# Data Science and Machine Learning Resources

These are notes and resources exploring business development, data science, computer science, and engineering as a whole. Since I never went to college, this is an effort to attain a deep understanding of graduate level concepts and improve my Python development skills. I hope that it might be also useful to others.

My workflow focuses on Python 3 and Jupyer notebooks containing extensive [Markdown](https://daringfireball.net/projects/markdown/syntax) notes. I have also included an extensive machine learning curriculum in this repository for self-study along with notes for each lecture, which are committed as I complete them. I feel that [TensorFlow](tensorflow.org) is an emerging machine learning standard and a very useful tool for rapidly testing and visualizing models. My focus is on [TensorFlow Serving](https://tensorflow.github.io/serving/architecture_overview) for production environments.

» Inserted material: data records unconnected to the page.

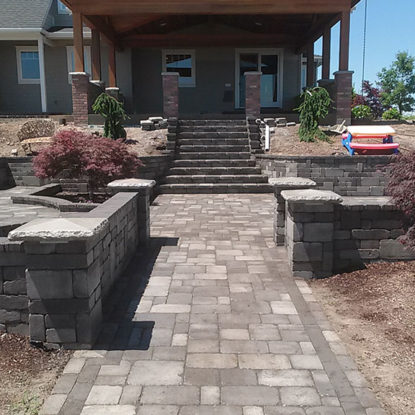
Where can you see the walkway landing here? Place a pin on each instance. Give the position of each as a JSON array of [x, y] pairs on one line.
[[221, 328]]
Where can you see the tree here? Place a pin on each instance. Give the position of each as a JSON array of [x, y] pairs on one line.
[[398, 83]]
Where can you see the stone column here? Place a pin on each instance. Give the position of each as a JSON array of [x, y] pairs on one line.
[[253, 94], [280, 184], [170, 94], [309, 231], [80, 85], [144, 189], [343, 96]]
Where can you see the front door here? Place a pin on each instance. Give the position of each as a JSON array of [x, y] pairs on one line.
[[268, 63]]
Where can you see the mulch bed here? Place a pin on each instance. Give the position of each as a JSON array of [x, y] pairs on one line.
[[373, 310], [26, 371]]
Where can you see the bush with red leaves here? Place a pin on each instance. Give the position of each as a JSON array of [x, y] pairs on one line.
[[402, 189], [76, 154]]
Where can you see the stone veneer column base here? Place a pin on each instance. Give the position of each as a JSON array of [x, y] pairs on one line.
[[80, 84], [170, 94], [253, 94], [343, 99]]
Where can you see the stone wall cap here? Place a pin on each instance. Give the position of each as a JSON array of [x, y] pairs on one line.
[[311, 196], [287, 182], [131, 184], [59, 229]]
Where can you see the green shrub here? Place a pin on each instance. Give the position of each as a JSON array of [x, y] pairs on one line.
[[113, 113], [315, 105], [391, 114], [361, 111]]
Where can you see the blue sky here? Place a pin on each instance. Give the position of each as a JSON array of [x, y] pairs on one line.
[[391, 28]]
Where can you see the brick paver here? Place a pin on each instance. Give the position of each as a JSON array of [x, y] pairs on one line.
[[210, 322]]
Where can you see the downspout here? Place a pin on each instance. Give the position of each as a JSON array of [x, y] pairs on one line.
[[43, 95]]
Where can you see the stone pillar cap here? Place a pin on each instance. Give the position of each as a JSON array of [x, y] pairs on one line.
[[311, 196], [57, 230], [131, 184], [288, 182]]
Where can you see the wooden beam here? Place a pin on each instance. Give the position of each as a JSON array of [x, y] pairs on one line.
[[78, 42], [344, 41], [213, 39], [112, 72], [128, 7], [96, 55], [310, 65], [326, 53]]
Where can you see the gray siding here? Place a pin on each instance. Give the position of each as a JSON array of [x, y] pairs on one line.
[[16, 98], [215, 67]]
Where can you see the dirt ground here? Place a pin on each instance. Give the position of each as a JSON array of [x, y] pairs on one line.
[[285, 141], [27, 374], [373, 311], [143, 143]]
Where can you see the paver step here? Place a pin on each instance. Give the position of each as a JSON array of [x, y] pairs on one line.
[[214, 155], [211, 122], [213, 134], [216, 188], [215, 128], [210, 148], [225, 178], [214, 163], [212, 141], [214, 170]]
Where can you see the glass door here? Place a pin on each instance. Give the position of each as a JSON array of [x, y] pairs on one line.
[[268, 64]]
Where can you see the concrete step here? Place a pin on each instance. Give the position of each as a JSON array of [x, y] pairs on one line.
[[214, 163], [200, 178], [214, 128], [175, 171], [210, 148], [215, 188], [211, 123], [212, 141], [213, 134], [213, 155]]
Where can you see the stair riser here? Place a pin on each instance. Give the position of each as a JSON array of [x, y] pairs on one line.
[[214, 171], [200, 189], [217, 128], [209, 149], [213, 156], [213, 163], [212, 135], [215, 179], [213, 141]]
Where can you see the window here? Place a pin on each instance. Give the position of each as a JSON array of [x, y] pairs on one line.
[[28, 71], [183, 62], [62, 9], [71, 60]]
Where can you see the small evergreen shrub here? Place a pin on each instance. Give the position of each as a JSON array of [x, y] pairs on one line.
[[113, 113], [402, 189], [362, 112], [315, 105], [391, 114], [76, 154]]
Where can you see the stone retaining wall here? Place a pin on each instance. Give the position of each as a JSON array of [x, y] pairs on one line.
[[69, 265], [345, 175], [14, 308]]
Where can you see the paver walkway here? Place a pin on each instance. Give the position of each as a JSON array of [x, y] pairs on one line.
[[221, 328]]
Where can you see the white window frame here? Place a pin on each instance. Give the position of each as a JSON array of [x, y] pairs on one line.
[[69, 50], [261, 51], [62, 9], [190, 82], [19, 50]]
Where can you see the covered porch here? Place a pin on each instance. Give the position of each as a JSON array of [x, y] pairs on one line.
[[215, 56]]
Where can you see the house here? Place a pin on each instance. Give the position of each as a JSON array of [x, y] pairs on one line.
[[169, 56]]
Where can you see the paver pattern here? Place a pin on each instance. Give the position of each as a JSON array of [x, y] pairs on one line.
[[210, 322]]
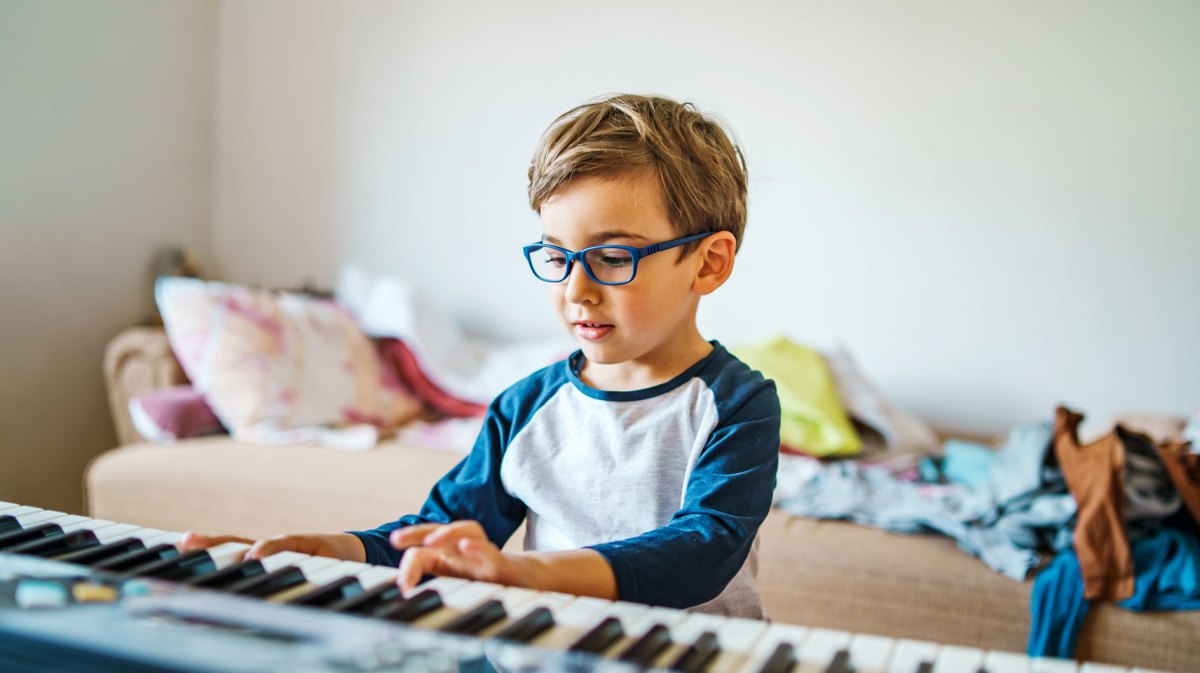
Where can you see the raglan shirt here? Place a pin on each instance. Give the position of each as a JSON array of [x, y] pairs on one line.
[[669, 484]]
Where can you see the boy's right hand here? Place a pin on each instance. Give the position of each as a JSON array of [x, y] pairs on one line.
[[334, 545]]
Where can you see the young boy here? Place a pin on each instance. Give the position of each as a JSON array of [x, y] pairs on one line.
[[645, 462]]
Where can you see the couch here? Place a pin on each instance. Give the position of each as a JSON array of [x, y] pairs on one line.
[[820, 574]]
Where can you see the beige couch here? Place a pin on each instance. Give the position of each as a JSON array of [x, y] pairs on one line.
[[813, 572]]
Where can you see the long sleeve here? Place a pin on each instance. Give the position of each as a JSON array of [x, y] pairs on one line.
[[691, 559]]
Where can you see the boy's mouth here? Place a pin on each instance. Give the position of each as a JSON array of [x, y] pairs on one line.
[[591, 330]]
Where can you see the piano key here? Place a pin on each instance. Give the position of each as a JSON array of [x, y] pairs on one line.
[[478, 618], [533, 624], [37, 532], [1053, 665], [370, 600], [58, 545], [179, 568], [870, 654], [783, 660], [411, 608], [265, 584], [907, 656], [123, 563], [331, 593], [229, 575], [643, 650], [600, 637], [105, 551], [696, 658]]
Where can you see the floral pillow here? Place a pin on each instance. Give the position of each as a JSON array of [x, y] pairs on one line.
[[270, 362]]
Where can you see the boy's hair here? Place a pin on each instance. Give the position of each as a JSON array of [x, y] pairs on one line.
[[702, 174]]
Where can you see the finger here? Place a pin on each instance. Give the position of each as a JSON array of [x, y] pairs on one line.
[[417, 563], [450, 534], [412, 535]]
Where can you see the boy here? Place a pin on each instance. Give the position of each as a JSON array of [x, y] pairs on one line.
[[643, 463]]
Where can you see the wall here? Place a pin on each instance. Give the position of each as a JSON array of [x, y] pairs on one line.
[[106, 156], [990, 204]]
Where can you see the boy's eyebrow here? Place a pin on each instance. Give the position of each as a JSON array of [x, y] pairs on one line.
[[597, 239]]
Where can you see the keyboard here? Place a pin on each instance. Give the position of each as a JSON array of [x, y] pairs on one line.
[[77, 590]]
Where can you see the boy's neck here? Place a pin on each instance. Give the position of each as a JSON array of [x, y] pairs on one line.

I'll be using data from the [UCI Machine Learning Repository](http://archive.ics.uci.edu/ml/) and the [Stanford Large Network Dataset Collection](http://snap.stanford.edu/data/) for examples. Purely as an exercise, data will be downloaded as needed and not included in the repository. Thus, it is possible that examples may break in the future. Please open issues if missing data becomes a problem.

## Libraries and Toolkits

These libraries are included in this Docker image.

* [NumPy](http://www.numpy.org/)
* [SciPy](http://www.scipy.org/)
* [MatPlotLib](http://matplotlib.org/)
* [SciKit-Learn](http://scikit-learn.org/stable/)
* [Cython](http://cython.org/)
* [Pandas](http://pandas.pydata.org/)
* [NetworkX](https://networkx.github.io/)
* [TensorFlow](https://www.tensorflow.org/)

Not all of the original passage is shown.